Province or territory
'Province' and 'territory' refer to the major political units of Canada. From a statistical point of view, province and territory are basic areas for which data are tabulated. Canada is divided into 10 provinces and 3 territories.

Reference map
A reference map shows the location of the geographic areas for which census data are tabulated and disseminated. The maps display the boundaries, names and unique identifiers of standard geographic areas, as well as major cultural and physical features, such as roads, railroads, coastlines, rivers and lakes.

Representative point
A representative point is a point that represents a line or a polygon. The point is centrally located along the line, and centrally located or population weighted in the polygon.

Representative points are generated for block-faces, as well as for selected geographic areas - province/territory (PR), federal electoral district (FED), economic region (ER), census division (CD), census metropolitan area/census agglomeration (CMA/CA), census subdivision (CSD), population centre (POPCTR), designated place (DPL), census tract (CT), dissemination area (DA) and dissemination block (DB).

Households, postal codes and place of work data are linked to block-face representative points when the street and address information is available; otherwise, they are linked to dissemination block (DB) representative points. In some cases, postal codes and place of work data are linked to dissemination area (DA) representative points when they cannot be linked to DBs. As well, place of work data are linked to census subdivision representative points when the data cannot be linked to DAs.

Road network file
The road network file (RNF) contains roads, road names, types, directions, address ranges and road ranks for the entire country. Address ranges are dwelling-based.

Rural area
Rural areas (RAs) include all territory lying outside population centres. Taken together, population centres and rural areas cover all of Canada.

Rural population includes all population living in the rural areas of census metropolitan areas (CMAs) and census agglomerations (CAs), as well as population living in rural areas outside CMAs and CAs.

Spatial data quality elements
Spatial data quality elements provide information on the fitness for use of a spatial database by describing why, when and how the data are created, and how accurate the data are. The elements include an overview describing the purpose and usage, as well as specific quality elements reporting on the lineage, positional accuracy, attribute accuracy, logical consistency and completeness. This information is provided to users for all spatial data products disseminated for the census.

Standard Geographical Classification
The Standard Geographical Classification (SGC) is Statistics Canada’s official classification for three types of geographic areas: provinces and territories, census divisions (CDs) and census subdivisions (CSDs). The SGC provides unique numeric identification (codes) for these hierarchically related geographic areas.
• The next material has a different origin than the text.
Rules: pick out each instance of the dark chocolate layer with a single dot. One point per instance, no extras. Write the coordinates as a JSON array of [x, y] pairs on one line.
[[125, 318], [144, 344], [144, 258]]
Statistical Area Classification
The Statistical Area Classification (SAC) groups census subdivisions according to whether they are a component of a census metropolitan area, a census agglomeration, a census metropolitan area and census agglomeration influenced zone (strong MIZ, moderate MIZ, weak MIZ or no MIZ), or the territories (Yukon, Northwest Territories and Nunavut). The SAC is used for data dissemination purposes.

Thematic map
A thematic map shows the spatial distribution of one or more specific data themes for standard geographic areas. The map may be qualitative in nature (e.g., predominant farm types) or quantitative (e.g., percentage population change).

Unique identifier
The unique identifier is a unique numerical identifier assigned to a geographic area. The unique identifier is used to identify and access standard geographic areas for the purposes of data storage, retrieval and display.